O ex-presidente Lula tem abusado, em suas falas, de incompreensões, senão de meras tergiversações, sobre o MST e suas relações com o agro. Artigo do professor Denis Rosenfield para o Estadão:
A
política comporta boa dose de ilusionismo, sobretudo em período
eleitoral, mas a realidade termina se impondo, principalmente quando um
governante passa a concretizar suas políticas públicas. Num país
desarranjado como o Brasil, diante de opções duras a serem tomadas nos
próximos anos, é ainda mais necessário que os candidatos tenham um maior
comedimento.
O
ex-presidente Lula tem abusado, em suas falas, de incompreensões, senão
de meras tergiversações, sobre o MST e suas relações com o agro. Num
dia, são palavras totalmente impróprias como “fascistas e reacionários”;
em outro, utilização de conceitos inapropriados, como se se tratasse de
uma relação amorosa, a exemplo de dizer que o agro não “gosta” dele.

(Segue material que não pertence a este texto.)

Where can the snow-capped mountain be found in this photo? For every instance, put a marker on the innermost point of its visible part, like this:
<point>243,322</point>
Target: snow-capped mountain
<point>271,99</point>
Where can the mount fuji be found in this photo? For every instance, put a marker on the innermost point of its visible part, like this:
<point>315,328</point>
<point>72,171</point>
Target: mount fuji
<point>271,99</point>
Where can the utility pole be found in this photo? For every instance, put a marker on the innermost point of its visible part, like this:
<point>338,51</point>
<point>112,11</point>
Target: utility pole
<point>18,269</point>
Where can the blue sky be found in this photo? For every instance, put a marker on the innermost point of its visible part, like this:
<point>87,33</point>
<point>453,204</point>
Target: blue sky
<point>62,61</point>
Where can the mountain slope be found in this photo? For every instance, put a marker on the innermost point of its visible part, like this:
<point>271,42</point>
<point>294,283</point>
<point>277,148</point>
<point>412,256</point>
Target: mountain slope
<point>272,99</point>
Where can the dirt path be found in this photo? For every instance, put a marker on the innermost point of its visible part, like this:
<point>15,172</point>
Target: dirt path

Goste ou não, trata-se hoje do setor mais moderno e pujante da economia
brasileira, exemplo para o mundo e base mesma de nosso progresso. O
setor e Lula, caso seja eleito, serão obrigados a conviver, pelo bem
maior do Brasil. E quanto mais arestas forem aparadas, melhor para
todos.
Recentemente,
o candidato petista voltou a elogiar o MST, como se os assentados
fossem um exemplo de produção familiar. Estrito senso, os que não detêm
títulos de propriedade de suas terras não podem ser qualificados como
tais. Observem-se, nesse sentido, os números da produção dos
assentamentos extraídos do Censo do IBGE.
Tomemos
dois exemplos. 83% dos estabelecimentos agropecuários de produção de
arroz são oriundos da agricultura familiar, mas representam 10,5% da
produção nacional. Por sua vez, somente 0,7% da produção provém dos
assentamentos. A joia apresentada por Lula é uma manobra diversionista.

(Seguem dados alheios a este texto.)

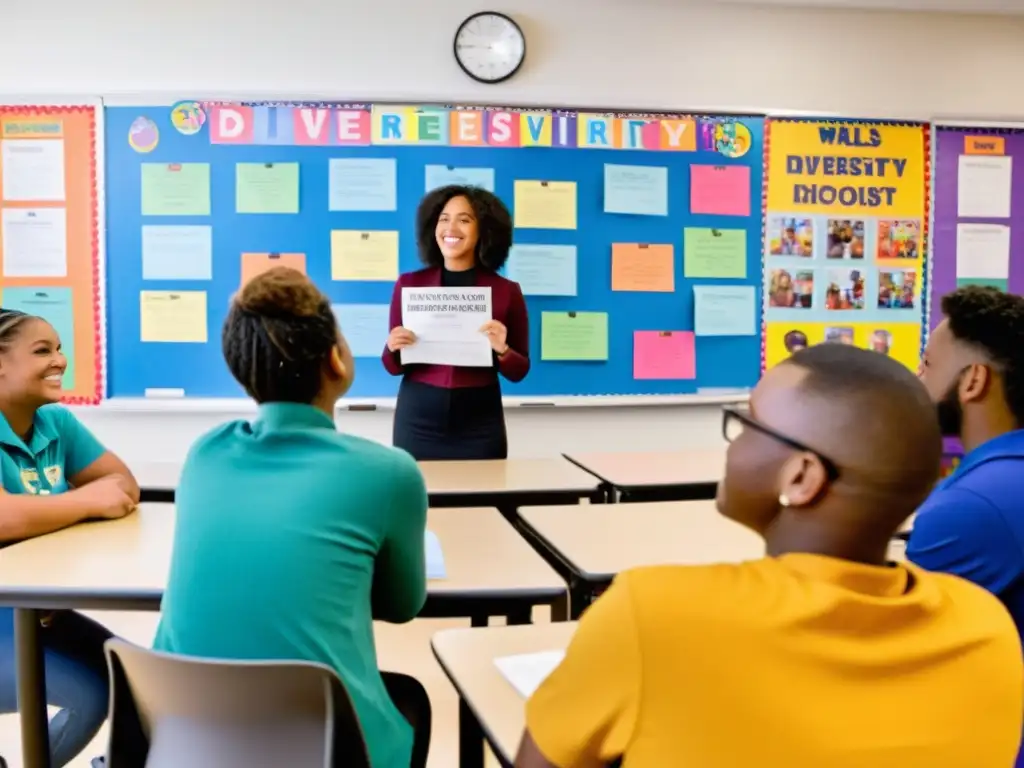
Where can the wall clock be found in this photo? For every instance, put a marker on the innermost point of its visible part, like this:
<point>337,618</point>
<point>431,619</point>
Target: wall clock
<point>489,47</point>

No caso do feijão, por sua vez, a sua produção na agricultura familiar
corresponde a 18,7% da produção, porém os assentamentos respondem
somente por 1,8% de sua produção.
Não
se trata, pois, de uma política agrícola alternativa, mas de um
problema social que deve ser resolvido com medidas adequadas, entre as
quais a titularização de terras, a qualificação por meio de cursos
profissionalizantes, vocação agrícola, financiamento, entre outras.
Novas invasões só tendem a agravar esse problema, em vez de resolvê-lo.
Ou seja, invasões só trariam insegurança para a agricultura e a
pecuária, prejudicando, por isso mesmo, o desenvolvimento econômico
nacional.
Outro
ilusionismo apresentado é o de que Lula defenderia o meio ambiente,
sobretudo a Amazônia, e por isso mesmo teria oposição do setor agrícola e
pecuário. Ora, nada disso corresponde à realidade. Primeiro, porque o
agro brasileiro está concentrado no Centro-Oeste, no Sudeste e no Sul, e
sua atuação no Norte é marginal, salvo em áreas há muito cultivadas,
correspondendo a épocas de outra legislação ambiental. Segundo, porque é
do maior interesse dos produtores rurais a preservação ambiental, seja
pelo fato de que a agricultura e a natureza andam de mãos juntas, seja
em decorrência de que os produtos de exportação estão submetidos – e o
serão cada vez mais – a controles ambientais globais. Produtos de áreas
de desmatamento ilegal, por exemplo, podem ter suas exportações
interditadas.
Contudo,
o problema mais grave consiste em que o desmatamento ilegal no bioma
amazônico é levado a cabo especialmente por garimpeiros, madeireiros e
grileiros que operam, principalmente, em áreas públicas, sem nenhum tipo
de controle e monitoramento. Não é a moderna agricultura brasileira que
lá atua. O que, sim, o futuro governo deveria fazer é fiscalizar essas
áreas, aplicando a lei e punindo os criminosos e infratores – algo que
não está sendo feito com o afrouxamento da fiscalização pelo atual
governo.
Ademais,
se grileiros e madeireiros operam impunemente na Amazônia, é porque são
meros posseiros itinerantes, sem títulos de propriedade. Logo, nem
podem ser responsabilizados. Urgente é a regularização fundiária naquela
região, pois será ela um poderoso instrumento de controle, obrigando os
então novos proprietários a obedecerem à lei e a reflorestarem as áreas
que foram devastadas fora das previsões legais. Alguns ambientalistas
estão profundamente equivocados ao considerarem a proposta de
regularização fundiária como um projeto de mera legalização da grilagem.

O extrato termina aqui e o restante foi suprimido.